Hardware ecosystem: Chaos until a new overlord rises Perhaps the most powerful ripples of the post-Windows shockwave will be felt in the PC hardware and peripherals marketplace. The lack of a dominant OS target will cause the once homogenized device driver landscape to fracture, with vendors chasing after the popular platforms du jour while neglecting their legacy installed base. Plug and play will be replaced by "plug and pray" as frustrated customers struggle to match devices to their respective OS choices, while wondering if they'll regret their selections once the next tide of disruptive development rolls in.
In this chaotic world of hyperinnovation, vendors will seek to align themselves with the perceived market leaders of the day. Products will be judged not by their features or design quality, but by how many "works with x" or "ready for y" logos the vendor manages to squeeze onto the product packaging. Shopping for a new product will become a sick game of Sudoku, with customers scrambling to align the various component values into the correct sequential pattern. Success equals finding a group of complementary products that all sport at least one common logo program certification -- sort of the new Holy Grail of post-Windows IT.
The good news is that nature abhors a vacuum. In time, new players will emerge to redefine the PC hardware ecosystem around their particular platforms. This, in turn, will cause a shakeout among the software and hardware vendor communities, with those who bet on the wrong platform falling by the wayside. But the real question will be: What kind of force will this newly ascendant leader wield? Will it follow in the footsteps of Microsoft and use its standards-setting power to level the playing field? Or will it take the 1980s-era IBM approach and try to consolidate its death grip through proprietary lock-ins and similarly anticompetitive practices?

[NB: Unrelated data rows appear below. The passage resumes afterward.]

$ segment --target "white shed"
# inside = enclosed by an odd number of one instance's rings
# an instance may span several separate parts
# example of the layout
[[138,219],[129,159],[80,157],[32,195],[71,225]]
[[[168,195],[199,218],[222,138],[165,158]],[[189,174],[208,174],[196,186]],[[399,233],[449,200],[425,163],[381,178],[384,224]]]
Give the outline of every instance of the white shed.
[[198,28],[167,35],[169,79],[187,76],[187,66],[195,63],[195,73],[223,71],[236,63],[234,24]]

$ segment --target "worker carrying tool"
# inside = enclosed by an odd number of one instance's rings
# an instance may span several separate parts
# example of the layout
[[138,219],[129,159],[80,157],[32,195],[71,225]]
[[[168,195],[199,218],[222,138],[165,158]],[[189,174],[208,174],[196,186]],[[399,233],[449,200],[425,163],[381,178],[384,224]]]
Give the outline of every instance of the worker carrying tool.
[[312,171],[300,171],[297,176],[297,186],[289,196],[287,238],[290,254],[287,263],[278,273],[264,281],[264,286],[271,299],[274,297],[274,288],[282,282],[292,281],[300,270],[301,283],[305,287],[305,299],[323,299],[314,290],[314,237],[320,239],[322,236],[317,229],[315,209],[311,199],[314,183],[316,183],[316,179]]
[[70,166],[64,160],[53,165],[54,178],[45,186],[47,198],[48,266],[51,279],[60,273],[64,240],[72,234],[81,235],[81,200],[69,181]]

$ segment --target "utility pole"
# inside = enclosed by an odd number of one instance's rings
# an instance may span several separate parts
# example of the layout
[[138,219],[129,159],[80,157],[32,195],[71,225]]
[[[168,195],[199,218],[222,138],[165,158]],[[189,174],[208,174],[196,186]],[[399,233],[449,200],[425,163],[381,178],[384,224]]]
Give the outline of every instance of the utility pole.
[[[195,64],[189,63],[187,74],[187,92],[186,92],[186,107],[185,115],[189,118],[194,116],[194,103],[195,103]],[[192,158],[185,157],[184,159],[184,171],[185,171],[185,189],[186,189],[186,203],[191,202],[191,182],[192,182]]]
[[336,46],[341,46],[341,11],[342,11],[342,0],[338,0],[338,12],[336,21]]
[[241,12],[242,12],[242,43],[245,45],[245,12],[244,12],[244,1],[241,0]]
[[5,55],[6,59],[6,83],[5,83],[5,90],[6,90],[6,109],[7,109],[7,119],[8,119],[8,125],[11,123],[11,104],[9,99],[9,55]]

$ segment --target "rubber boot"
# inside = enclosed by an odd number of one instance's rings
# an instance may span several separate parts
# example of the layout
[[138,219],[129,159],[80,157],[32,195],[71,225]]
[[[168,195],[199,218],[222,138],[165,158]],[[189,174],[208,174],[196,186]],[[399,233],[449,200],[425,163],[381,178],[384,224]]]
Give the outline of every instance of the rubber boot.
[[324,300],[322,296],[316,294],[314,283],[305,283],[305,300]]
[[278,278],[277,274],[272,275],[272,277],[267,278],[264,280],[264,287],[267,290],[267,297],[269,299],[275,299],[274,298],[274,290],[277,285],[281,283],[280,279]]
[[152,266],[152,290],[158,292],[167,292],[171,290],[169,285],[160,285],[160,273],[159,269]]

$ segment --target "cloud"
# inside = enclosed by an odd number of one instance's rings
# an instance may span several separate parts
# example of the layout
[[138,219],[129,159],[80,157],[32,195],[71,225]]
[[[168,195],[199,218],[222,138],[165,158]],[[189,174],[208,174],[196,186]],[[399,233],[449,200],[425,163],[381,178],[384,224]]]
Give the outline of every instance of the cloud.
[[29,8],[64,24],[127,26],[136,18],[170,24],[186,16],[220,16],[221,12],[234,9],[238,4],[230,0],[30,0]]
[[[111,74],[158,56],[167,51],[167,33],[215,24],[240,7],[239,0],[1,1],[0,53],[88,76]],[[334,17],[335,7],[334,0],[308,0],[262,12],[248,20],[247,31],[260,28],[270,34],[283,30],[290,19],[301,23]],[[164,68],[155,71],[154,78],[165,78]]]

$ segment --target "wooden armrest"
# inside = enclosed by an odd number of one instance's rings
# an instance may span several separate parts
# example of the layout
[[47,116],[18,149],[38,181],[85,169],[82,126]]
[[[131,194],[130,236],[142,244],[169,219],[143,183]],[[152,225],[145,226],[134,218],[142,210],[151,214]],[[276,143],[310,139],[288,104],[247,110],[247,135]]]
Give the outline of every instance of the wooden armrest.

Bottom line: Just because Windows is out of the picture doesn't mean that you should expect a renaissance period of hardware innovation. The post-Microsoft world is just as likely to be a chaotic nightmare, full of competing vendor fiefdoms and walled technology encampments -- in other words, a return to the real Dark Ages of PC hardware.
Abandon all hope? The picture I've painted here is indeed grim: Chaos. Confusion. A descent into the very ugliness that defined personal computing before Microsoft's ascendancy.
However, there may still be hope on the horizon. Google may prove to be a better steward of the post-Microsoft leadership mantle than I'm predicting here (though its handling of the recent China debacle doesn't instill confidence). Perhaps Google will help to establish standards for the presentation of application content and data through Web-centric user interfaces. Even the move to a non-Windows-centric hardware ecosystem may prove less disruptive than I'm imagining -- provided the current trend toward integrated, all-in-one devices (netbooks, tablet PCs) continues.
Maybe things will work out for the best. Or maybe -- and this is the scenario I consider most likely -- Microsoft will continue to co-opt each emerging, paradigm-shifting technology and leverage its billion-strong Windows installed base to keep software and hardware vendor communities focused squarely on that shiny, four-colored logo. As a person who favors stability over chaotic, disruptive change, I know which future I'm rooting for.